Modernidade líquida e internet reduzida

A segunda semana de 2017 lembrou muito as reviravoltas nem sempre felizes de 2016: a morte do sociólogo Zygmunt Bauman e o fim da internet banda larga ilimitada, então anunciada pelo ministro de Ciência, Tecnologia, Inovações e Comunicações Gilberto Kassab.

O próprio ministro já desmentiu a regulamentação, o que não deixa de ser mais uma mudança repentina no mesmo estilo de tantas que aconteceram no último ano. Contudo, não custa fazer um exercício de imaginação sobre o que aconteceria caso esse controle se efetivasse.

Na era da internet, dos serviços de streaming para assistir séries e filmes, das mídias sociais e de seus memes e dos nômades digitais – pessoas que trabalham de maneira remota e on-line de qualquer lugar do mundo -, um possível controle de fato gera choque e revolta.
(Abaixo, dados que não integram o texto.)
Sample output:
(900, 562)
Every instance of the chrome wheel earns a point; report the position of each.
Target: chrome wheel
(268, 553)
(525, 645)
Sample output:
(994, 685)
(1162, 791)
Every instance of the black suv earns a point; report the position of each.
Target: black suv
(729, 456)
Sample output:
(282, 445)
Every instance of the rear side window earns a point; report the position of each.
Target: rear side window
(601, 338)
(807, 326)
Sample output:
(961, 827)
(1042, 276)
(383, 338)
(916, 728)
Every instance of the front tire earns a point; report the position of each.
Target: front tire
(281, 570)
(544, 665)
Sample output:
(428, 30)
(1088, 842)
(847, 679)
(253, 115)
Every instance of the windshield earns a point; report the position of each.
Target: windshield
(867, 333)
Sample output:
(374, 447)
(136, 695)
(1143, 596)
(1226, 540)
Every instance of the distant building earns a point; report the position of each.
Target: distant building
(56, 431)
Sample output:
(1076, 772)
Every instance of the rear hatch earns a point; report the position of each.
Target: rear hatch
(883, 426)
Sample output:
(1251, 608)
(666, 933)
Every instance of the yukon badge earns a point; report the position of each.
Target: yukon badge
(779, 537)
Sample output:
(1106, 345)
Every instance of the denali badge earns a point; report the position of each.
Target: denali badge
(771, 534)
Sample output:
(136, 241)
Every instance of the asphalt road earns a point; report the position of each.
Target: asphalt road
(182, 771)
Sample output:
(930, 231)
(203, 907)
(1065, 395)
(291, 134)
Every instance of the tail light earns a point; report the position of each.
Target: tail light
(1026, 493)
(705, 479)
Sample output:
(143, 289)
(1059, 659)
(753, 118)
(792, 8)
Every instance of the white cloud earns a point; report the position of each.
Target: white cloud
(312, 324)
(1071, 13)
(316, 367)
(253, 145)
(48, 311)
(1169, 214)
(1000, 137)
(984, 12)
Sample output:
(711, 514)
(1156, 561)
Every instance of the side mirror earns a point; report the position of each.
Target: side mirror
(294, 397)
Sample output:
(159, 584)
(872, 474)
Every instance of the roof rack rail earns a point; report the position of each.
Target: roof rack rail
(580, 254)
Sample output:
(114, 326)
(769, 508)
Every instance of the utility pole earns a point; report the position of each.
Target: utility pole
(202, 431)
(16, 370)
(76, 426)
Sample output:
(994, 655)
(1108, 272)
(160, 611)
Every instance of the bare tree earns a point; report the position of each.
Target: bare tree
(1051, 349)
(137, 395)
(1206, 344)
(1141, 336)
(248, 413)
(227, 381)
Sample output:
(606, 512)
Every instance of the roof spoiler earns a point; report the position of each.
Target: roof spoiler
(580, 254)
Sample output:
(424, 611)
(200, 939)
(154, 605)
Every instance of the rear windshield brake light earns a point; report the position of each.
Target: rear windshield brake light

Se o serviço já não é dos bons há tempos, tenderia a piorar. Especialistas afirmam que os planos mais baratos, normalmente de 10Gb mensais e bastante consumidos pelas classes C e D, só durariam 4 horas de filme. Se for pensado em uma escala maior, na qual a internet é o principal meio de comunicação utilizado por jovens, entra-se no cenário de atraso e retrocesso à democracia.

Pelo conceito de modernidade líquida de Bauman, vive-se hoje um mundo de fluidez e volatilidade onde novas relações e instituições são criadas. A internet é um dos principais propulsores dessa quebra de paradigmas, espaço onde cada um vive por si e de acordo com suas culturas e as relações de trabalho se tornam flexíveis e incertas – empregos temporários, acordos nem sempre contratuais, pequenos serviços esporádicos, entre outras configurações. Saímos de uma modernidade sólida de antes de 1960 para a liquidez – que não necessariamente é saudável, haja visto as relações seletivas econômica e socialmente.

A limitação da internet banda larga prejudicaria as plataformas de aprendizagem em áudio e vídeo, os profissionais que armazenam seus dados em nuvem e o download de jogos. Diminuiria o alcance de mídias livres e comunitárias que remam contra a maré das grandes empresas de comunicação. Dificultaria a disseminação de ideais frescos, livres e inteligentes, tão raros ultimamente. O país não é o único que teve a intenção de regular pacotes de internet banda larga, mas, certamente, seria aquele não disponibilizaria alternativas plausíveis a essa limitação.

Não estamos em tempos de pânico nem desespero, mas um alerta foi ligado. Dar início a outra fase, em que se reduziria a potência e o alcance de conhecimentos e de espaços tão duramente conquistados pelos mais pobres, não seria tão moderno assim.